The report, a year in the making, is almost entirely devoted to cyber-security recommendations for the next president. It devotes only one page to Congress's role, perhaps with good reason. The panel essentially concludes that Congress cannot manage cyber-security.
The root of the problem, the report said, lies in Congress's inconsistent, almost feudal, approach to oversight. "The fragmentation of oversight complicates efforts to improve homeland security, and cyber-security shares in this problem," the authors wrote. The Homeland Security Department, which is responsible for securing civilian government networks, "has far too many oversight committees -- more than 80 -- exercising jurisdiction."
The CSIS study group discussed whether that jurisdiction should be streamlined, a simple enough task on the surface. House and Senate rules don't explicitly give jurisdiction over cyber-issues to any committees, and congressional leaders could limit responsibility to a more manageable number of lawmakers. The study group certainly thought that was a good idea. "Without rules changes that provide clear jurisdiction, responsibility for investigation, oversight, and policy development in cyber-security will depend largely on member interest and the ability of committees to coordinate with each other," the report stated.
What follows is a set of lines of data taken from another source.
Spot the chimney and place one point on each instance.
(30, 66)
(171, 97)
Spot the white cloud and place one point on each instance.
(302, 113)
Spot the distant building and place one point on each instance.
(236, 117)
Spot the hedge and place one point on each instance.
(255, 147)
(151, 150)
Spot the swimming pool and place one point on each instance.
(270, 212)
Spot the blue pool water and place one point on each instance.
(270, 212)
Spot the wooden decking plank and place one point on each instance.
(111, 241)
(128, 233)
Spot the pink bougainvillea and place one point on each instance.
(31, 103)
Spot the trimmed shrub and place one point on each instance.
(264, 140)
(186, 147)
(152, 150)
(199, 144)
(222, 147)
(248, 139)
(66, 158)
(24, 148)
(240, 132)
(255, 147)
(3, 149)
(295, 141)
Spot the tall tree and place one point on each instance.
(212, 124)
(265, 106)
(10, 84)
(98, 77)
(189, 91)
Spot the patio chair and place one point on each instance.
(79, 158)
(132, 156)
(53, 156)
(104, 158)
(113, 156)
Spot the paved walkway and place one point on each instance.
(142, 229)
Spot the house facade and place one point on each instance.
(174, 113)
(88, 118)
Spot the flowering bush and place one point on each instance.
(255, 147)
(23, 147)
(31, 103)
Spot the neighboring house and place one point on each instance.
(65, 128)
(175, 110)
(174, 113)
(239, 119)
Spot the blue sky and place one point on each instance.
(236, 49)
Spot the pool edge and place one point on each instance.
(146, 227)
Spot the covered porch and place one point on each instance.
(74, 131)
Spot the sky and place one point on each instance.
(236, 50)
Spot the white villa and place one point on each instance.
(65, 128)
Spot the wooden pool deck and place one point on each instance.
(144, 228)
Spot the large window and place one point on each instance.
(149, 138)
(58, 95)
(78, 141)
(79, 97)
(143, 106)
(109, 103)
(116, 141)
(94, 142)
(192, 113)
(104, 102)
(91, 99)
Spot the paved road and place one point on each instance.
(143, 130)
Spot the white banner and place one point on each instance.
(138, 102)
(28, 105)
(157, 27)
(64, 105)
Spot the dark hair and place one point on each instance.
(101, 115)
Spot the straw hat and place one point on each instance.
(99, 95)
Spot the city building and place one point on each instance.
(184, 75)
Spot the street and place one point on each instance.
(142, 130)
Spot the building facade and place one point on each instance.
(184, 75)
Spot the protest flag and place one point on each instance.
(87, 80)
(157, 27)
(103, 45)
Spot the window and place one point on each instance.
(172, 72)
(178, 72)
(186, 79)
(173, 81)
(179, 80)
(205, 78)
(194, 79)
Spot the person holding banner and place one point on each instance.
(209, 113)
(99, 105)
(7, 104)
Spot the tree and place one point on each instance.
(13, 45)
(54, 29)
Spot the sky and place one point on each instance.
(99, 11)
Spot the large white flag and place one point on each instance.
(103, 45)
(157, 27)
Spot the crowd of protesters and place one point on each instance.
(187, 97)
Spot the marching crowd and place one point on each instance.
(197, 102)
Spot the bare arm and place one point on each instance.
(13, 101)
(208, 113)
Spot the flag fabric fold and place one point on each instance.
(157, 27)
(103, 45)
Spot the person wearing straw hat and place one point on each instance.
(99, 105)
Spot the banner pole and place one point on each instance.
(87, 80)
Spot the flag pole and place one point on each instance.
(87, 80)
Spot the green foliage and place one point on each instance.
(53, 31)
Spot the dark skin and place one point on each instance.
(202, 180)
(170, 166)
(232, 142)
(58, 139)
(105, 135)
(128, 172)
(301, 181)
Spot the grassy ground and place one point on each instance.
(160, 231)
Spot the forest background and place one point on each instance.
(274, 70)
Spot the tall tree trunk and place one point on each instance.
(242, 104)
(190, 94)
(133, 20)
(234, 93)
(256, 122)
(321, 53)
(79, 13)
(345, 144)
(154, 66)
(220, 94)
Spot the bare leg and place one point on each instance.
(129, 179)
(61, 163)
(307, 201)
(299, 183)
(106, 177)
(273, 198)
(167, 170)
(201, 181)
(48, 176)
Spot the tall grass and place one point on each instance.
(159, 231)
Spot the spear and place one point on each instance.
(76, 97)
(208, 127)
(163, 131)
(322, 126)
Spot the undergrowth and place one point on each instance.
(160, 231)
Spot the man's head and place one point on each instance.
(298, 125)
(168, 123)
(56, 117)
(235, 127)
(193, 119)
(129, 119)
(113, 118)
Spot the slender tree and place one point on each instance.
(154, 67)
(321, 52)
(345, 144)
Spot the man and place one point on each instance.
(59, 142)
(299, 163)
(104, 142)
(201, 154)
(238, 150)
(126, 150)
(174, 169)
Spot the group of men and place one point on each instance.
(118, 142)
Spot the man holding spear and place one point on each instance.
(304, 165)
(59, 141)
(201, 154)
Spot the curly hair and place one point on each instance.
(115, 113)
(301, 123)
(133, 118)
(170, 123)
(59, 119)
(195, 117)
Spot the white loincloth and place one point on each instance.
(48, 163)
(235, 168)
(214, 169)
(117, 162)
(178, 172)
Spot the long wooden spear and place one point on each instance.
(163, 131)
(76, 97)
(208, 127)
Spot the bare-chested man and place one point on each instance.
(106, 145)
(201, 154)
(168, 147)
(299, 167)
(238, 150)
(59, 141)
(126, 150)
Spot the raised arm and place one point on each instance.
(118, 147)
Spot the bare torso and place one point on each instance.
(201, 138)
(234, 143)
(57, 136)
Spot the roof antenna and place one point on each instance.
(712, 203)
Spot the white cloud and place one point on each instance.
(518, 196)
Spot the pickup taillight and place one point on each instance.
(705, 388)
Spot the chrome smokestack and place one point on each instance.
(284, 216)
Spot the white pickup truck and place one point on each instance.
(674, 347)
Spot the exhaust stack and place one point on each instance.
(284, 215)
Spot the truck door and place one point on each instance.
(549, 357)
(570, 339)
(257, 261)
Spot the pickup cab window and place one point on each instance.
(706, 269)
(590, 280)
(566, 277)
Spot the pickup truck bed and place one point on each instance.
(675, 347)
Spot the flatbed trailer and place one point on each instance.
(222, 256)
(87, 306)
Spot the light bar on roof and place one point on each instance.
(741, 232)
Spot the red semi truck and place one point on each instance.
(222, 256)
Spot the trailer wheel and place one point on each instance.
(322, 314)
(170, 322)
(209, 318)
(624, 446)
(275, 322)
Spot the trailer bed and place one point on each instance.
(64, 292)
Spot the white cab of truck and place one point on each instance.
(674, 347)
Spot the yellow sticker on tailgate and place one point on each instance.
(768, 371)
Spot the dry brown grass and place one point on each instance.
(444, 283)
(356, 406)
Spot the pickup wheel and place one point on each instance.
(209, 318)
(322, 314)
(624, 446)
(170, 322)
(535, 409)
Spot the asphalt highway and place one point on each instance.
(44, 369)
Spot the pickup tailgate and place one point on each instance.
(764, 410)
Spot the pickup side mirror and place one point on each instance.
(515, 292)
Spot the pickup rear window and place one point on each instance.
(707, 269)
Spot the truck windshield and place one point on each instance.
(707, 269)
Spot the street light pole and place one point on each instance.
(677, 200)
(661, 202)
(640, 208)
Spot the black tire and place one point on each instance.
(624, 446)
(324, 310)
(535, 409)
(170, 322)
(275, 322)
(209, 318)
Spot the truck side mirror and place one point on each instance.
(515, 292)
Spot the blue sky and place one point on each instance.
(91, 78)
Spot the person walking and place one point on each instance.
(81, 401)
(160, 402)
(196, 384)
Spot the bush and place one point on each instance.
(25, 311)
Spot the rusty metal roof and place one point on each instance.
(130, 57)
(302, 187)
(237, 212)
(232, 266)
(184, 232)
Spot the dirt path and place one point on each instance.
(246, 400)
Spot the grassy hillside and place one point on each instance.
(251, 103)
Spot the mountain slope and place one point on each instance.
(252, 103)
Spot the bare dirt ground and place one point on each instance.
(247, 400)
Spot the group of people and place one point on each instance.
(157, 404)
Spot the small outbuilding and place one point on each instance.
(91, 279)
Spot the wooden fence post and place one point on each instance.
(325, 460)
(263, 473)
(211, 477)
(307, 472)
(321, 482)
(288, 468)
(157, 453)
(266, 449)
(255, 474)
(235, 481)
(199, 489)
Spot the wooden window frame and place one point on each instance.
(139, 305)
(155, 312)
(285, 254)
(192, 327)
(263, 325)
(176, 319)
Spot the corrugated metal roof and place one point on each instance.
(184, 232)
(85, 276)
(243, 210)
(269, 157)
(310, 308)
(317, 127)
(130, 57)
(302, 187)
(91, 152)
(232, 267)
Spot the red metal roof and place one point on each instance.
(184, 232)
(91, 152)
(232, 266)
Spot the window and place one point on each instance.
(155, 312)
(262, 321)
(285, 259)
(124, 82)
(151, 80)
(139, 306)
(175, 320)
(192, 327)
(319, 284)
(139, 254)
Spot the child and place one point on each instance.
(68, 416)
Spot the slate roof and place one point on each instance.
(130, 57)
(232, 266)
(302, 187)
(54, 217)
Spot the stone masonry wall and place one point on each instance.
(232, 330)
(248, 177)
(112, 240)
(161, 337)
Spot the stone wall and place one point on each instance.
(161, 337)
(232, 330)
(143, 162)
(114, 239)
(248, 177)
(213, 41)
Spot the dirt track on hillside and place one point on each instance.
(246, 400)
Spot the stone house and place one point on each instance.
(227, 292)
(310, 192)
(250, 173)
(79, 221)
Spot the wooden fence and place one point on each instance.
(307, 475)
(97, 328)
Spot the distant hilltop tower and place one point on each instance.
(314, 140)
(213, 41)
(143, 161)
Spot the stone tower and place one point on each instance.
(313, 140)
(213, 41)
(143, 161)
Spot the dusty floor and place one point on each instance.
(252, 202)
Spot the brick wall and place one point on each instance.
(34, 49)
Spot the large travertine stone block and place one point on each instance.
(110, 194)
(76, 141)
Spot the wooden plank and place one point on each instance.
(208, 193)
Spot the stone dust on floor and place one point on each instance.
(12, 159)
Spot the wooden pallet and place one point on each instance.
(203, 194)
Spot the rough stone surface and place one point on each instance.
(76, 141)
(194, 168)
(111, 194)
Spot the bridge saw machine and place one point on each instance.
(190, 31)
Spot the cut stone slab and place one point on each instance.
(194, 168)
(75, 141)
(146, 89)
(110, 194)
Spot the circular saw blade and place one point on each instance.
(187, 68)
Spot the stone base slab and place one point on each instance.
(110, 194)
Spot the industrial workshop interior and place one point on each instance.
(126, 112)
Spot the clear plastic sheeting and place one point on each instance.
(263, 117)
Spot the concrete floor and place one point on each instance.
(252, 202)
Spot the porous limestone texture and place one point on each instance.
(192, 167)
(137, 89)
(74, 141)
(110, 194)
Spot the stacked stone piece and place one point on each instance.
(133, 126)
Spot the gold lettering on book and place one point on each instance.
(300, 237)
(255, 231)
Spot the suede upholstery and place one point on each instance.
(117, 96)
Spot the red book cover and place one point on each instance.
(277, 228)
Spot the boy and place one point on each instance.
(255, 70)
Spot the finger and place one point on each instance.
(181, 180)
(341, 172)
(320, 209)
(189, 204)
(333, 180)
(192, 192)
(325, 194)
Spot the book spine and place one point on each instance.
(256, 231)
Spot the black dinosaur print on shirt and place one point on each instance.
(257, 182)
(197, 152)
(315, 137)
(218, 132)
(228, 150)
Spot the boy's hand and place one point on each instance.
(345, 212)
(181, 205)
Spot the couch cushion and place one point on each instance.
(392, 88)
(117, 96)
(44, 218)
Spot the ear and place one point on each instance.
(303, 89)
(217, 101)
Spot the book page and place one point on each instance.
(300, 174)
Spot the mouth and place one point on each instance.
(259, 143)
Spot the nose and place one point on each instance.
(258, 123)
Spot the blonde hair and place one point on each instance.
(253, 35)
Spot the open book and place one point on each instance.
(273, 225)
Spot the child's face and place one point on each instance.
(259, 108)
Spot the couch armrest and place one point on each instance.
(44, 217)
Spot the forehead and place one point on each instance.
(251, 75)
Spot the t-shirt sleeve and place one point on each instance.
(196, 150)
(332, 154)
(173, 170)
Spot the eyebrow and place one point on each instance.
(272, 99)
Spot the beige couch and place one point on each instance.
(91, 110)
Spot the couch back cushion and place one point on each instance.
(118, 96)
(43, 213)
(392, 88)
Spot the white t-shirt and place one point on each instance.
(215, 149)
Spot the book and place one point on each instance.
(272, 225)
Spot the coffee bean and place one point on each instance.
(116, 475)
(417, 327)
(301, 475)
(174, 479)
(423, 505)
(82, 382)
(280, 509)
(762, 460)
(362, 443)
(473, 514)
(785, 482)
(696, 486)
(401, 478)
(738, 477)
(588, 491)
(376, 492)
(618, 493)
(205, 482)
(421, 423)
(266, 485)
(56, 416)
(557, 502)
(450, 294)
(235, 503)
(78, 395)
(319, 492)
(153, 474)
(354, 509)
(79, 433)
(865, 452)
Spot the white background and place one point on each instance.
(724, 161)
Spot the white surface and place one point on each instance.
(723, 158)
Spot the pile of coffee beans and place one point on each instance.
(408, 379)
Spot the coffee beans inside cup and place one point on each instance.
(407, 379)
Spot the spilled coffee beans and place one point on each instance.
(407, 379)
The study group stopped short of formally recommending that Congress take that step, however. In large measure, that's because the CSIS recommendations were meant for the president-elect, not the speaker of the House and the majority leader of the Senate. But the panel also concluded that cyber-security -- protecting critical networks not only from espionage but also from tampering and potential control by outsiders -- was of such importance and magnitude that only the president could take charge of it. Indeed, the authors titled their report "Securing Cyberspace for the 44th Presidency."
"The president could engage [congressional] leaders in a discussion to streamline jurisdiction," the report said, "but jurisdictional consolidation would not produce the immediate improvement in cyber-security that our other recommendations offer." The panel wants Obama to take charge of cyber-security and make the White House its political nerve center. It recommended that he create a new office for cyberspace in the Executive Office of the President that would work closely with the National Security Council, "managing the many aspects of securing our national networks while protecting privacy and civil liberties." Any attempt to broadly secure cyberspace will, by necessity, involve close scrutiny of the information traveling through it, including e-mails, instant messages, and, increasingly, telephone calls.
The study group also recommended that Obama appoint an assistant for cyberspace and establish a Cyber-Security Directorate in the NSC. To support that directorate, the experts recommended a National Office for Cyberspace, which would be directed by the president's cyber-assistant.
"The new administration has to take rapid action to improve cyber-security, and streamlining congressional jurisdiction isn't one of those actions," said James Lewis, a CSIS senior fellow and the director of its public policy program. He led the study group.
"The legislative process is deliberative," Lewis said. "It has to move at its own pace on questions like jurisdiction, but there are things the executive branch can and should do without waiting."